La tupición es grave –dijo el plomero
En una toma de “La Época, El Encanto y Fin de Siglo” (1999), una morena de asfalto le grita a “desconocidos” del parque Fe del Valle que, supuestamente, se metieron con ella: “¡Pinga….!”. Más adelante, en una confesión-epitafio que contiene este pasatiempo fílmico de Juan Carlos Cremata, alguien reconoce en off: “Desde que se quemó El Encanto, La Habana parece una ciudad de provincia”; como si la memoria inconsolable del subdesarrollo (Sergio Malabre en la película de Titón) permaneciera intacta.
Con su retro-experimento, Cremata Malberti invocó un placer arcaico: salir de compras. ¿Cómo ilustrar el aldeanismo habanero diecisiete años después que Memorias del subdesarrollo? Bastaría el cuadro de un policía tartamudo pidiéndole el carnet de identidad a un estudiante contento por la bebida consumida, para decirle antes de autorizarle a prolongar su rumba: “Tú…ere un…elemento con características.

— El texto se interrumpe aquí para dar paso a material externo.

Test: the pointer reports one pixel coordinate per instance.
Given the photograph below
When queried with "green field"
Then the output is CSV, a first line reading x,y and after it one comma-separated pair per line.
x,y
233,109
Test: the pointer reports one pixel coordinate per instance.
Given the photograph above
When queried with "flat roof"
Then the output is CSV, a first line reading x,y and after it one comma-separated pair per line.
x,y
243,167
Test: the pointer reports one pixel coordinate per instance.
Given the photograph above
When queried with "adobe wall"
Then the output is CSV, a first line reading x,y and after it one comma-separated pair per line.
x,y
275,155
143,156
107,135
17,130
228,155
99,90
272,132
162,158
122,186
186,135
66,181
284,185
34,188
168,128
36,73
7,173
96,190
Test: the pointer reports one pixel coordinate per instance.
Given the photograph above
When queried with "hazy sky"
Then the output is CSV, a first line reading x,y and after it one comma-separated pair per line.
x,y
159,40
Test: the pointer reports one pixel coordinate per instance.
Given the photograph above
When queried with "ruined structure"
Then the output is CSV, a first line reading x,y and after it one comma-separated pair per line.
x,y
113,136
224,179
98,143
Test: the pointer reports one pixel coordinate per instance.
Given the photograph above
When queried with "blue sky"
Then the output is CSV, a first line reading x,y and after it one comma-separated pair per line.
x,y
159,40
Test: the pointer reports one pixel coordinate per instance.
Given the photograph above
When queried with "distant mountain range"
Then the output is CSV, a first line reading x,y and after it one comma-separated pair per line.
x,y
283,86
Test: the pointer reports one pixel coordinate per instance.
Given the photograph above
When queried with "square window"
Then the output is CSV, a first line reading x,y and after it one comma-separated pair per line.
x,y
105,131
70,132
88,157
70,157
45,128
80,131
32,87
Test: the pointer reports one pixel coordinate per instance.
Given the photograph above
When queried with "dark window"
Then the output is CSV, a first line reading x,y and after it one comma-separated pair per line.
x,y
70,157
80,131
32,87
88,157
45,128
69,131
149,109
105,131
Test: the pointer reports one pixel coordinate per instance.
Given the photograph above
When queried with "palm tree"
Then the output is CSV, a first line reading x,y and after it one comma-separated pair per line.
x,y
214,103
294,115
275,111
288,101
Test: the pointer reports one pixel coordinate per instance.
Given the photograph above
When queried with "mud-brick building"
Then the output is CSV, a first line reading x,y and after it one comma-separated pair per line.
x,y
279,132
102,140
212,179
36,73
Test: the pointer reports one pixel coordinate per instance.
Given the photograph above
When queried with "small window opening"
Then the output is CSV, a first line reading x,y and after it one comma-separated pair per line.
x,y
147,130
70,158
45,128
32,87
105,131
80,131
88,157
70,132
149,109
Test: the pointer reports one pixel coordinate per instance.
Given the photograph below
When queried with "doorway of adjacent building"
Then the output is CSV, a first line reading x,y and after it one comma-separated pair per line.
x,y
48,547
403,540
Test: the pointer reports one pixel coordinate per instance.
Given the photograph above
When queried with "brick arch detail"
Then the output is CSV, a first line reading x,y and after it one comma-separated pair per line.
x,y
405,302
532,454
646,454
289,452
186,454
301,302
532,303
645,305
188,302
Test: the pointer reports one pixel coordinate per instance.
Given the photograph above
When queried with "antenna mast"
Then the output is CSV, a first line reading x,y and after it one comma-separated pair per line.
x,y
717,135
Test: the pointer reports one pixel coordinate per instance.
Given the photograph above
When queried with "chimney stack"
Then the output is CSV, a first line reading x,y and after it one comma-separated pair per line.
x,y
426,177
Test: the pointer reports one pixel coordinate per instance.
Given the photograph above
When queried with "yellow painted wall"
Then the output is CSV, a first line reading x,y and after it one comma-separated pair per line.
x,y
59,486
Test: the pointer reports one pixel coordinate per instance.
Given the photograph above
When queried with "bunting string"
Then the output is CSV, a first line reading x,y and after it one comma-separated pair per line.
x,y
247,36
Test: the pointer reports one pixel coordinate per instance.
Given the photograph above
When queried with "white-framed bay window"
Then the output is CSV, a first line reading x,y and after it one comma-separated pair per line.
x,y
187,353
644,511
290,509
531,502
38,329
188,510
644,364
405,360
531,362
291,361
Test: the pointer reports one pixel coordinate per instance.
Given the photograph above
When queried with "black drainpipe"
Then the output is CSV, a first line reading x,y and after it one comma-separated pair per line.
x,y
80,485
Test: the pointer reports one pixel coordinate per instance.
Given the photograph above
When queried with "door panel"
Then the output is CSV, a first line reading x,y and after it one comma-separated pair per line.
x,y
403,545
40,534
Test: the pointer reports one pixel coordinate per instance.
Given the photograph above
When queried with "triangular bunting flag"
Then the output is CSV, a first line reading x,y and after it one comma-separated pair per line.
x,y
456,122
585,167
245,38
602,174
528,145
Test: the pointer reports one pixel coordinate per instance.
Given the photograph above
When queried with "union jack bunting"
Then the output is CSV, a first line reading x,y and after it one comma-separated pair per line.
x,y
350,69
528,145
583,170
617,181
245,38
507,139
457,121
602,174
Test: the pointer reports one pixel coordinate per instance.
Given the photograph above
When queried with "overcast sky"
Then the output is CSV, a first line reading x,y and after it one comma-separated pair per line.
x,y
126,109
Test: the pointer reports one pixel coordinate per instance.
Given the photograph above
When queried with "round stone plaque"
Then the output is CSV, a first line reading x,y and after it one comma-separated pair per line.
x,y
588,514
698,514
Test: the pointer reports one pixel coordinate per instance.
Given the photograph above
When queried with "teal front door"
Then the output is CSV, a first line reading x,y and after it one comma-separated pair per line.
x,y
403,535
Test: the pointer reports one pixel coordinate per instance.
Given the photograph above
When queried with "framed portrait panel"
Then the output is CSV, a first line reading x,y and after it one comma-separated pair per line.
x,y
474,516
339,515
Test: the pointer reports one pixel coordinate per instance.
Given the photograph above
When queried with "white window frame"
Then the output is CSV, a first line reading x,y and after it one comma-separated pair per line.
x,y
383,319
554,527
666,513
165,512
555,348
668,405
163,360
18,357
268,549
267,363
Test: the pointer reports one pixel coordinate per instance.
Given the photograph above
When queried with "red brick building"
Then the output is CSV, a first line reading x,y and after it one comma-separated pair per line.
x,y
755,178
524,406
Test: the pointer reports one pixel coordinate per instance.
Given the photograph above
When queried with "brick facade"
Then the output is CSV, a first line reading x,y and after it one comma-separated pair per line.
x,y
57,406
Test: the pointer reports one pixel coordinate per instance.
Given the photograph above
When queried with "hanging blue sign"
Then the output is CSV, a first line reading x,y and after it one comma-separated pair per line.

Continúe…”
El “incidente” pudiera ocurrir en el mismo parque (transformado en prostibularia Zona Wifi), que lleva el nombre de la única víctima (Fe del Valle), quien perdió la vida cuando ardió la tienda El Encanto, sabotaje con “fósforo vivo” (metidos en rincones inflamables como telas) perpetuado un 13 de abril de 1961.
Fin de siglo ya no es aquel mall por departamentos que muchas personas frecuentaban para actualizar su vestimenta, calzado y cualquier tipo de bisuterías. Ahora es una cueva asfixiante de cuentapropistas, luchando por deshacerse de sus productos en medio de una acumulación de curiosos. Muchos deambulan para rastrear o sustraer en vez de comprar, promover ventas ilícitas de lo que sea, hasta especular que liberarán a María (petición malograda del músico Roberto Carcassés en la Tribuna Antimperialista); la bolita, o el matrimonio gay por intermedio de esa Primera Dama de la diversidad sexual: Mariela Castro Espín.
Allí se capta la noción del no-tiempo que tiene el ciudadano promedio de hoy. También se puede adquirir información visual vetada en cine, radio y televisión. Tras esas drogas audiovisuales, entré al recinto y me topé con una joyita que buscaba: un documental del crítico y cineasta Enrique Colina, que provocó una efímera discordia por e–mail como rémix de una insubordinación sofocada.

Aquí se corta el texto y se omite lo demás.